Roberto Martínez não é mais técnico da seleção de Portugal. O espanhol confirmou o fim do ciclo em entrevista coletiva após a derrota para a Espanha por 1 a 0, que eliminou os portugueses nas oitavas de final da Copa do Mundo.
Martínez assumiu a seleção no início de 2023, substituindo Fernando Santos, eliminado nas quartas de final da Copa do Mundo do Catar, no ano anterior. Ele tinha assinado contrato justamente até o torneio deste ano.
– É certo, é meu último jogo com a seleção de Portugal. Agradeço ao povo português, foi um período incrível, um orgulho que não posso descrever. A força, a energia que tivemos de todos. Foi incrível. Levo comigo uma memória para toda a vida.
– Levo comigo uma trajetória marcada pela consistência: o número de gols, o número de pontos conquistados e o trabalho desenvolvido na seleção, onde o tempo para treinar é sempre limitado. Conseguimos implementar nossa ideia de jogo, fazer a equipe evoluir e dar oportunidade para muitos jogadores representarem Portugal. Isso é muito importante.
O espanhol foi o terceiro treinador estrangeiro a dirigir a seleção de Portugal em Copas do Mundo. Antes dele, o feito era apenas dos brasileiros Otto Glória, em 1966, em Felipão, em 2006.

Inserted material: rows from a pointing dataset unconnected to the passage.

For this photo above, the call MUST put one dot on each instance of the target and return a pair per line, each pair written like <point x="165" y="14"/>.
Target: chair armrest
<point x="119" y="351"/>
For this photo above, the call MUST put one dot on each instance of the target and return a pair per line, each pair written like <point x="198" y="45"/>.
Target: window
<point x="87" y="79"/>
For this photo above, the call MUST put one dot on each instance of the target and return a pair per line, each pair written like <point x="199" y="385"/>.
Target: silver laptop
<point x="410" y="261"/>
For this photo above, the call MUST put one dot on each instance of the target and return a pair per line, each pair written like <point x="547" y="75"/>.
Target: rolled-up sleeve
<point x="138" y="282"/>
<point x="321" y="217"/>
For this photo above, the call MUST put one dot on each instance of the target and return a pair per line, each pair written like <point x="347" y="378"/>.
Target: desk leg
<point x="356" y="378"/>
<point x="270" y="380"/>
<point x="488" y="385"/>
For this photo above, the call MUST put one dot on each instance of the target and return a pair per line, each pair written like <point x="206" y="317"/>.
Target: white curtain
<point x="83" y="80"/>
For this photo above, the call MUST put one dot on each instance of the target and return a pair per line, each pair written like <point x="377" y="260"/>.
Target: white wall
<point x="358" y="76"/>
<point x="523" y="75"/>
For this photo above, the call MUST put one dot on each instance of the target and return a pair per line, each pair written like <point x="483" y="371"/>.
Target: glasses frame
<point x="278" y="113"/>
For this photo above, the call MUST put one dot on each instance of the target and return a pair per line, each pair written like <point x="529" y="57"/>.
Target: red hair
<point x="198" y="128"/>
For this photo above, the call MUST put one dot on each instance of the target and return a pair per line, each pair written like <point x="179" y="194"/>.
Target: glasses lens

Martínez dirigiu a Bélgica entre 2016 e 2022, liderando uma geração promissora a uma semifinal de Copa do Mundo, eliminando o Brasil em 2018. Sob seu comando, os belgas chegaram à segunda colocação no ranking da Fifa, mas acabaram eliminados na fase de grupos em 2022 e, desgastado, o espanhol acabou demitido.
Com Portugal, Roberto Martínez caiu nas quartas de final na Eurocopa de 2024, nos pênaltis para a França. Depois, levou Portugal ao título da Liga das Nações, também nos pênaltis, ao vencer a Espanha.
Portugal chegou à Copa do Mundo já cercado de especulações sobre quem sucederia o espanhol no comando da equipe após o Mundial. Jorge Jesus, sem clube desde que deixou o Al Nassr, é o principal favorito.
Outro cotado é Sérgio Conceição, com passagem vitoriosa pelo Porto e que também dirigiu Milan, da Itália, e Al-Ittihad, da Arábia Saudita. Ele é pai de Francisco Conceição, ponta da seleção portuguesa que chegou a ser questionado sobre o tema ainda durante a fase de grupos. Ele se recusou a comentar.
– Acho que este é o fim de um ciclo e é importante que agora exista uma nova voz à frente da seleção. É perfeitamente legítimo que o presidente, o senhor Pedro Proença, escolha o selecionador com quem pretende trabalhar. Respeito totalmente essa decisão. Desde o primeiro dia, o meu objetivo quando cheguei a Portugal foi conquistar a Copa do Mundo. E acredito que, não tendo alcançado esse objetivo, faz sentido encerrar este ciclo.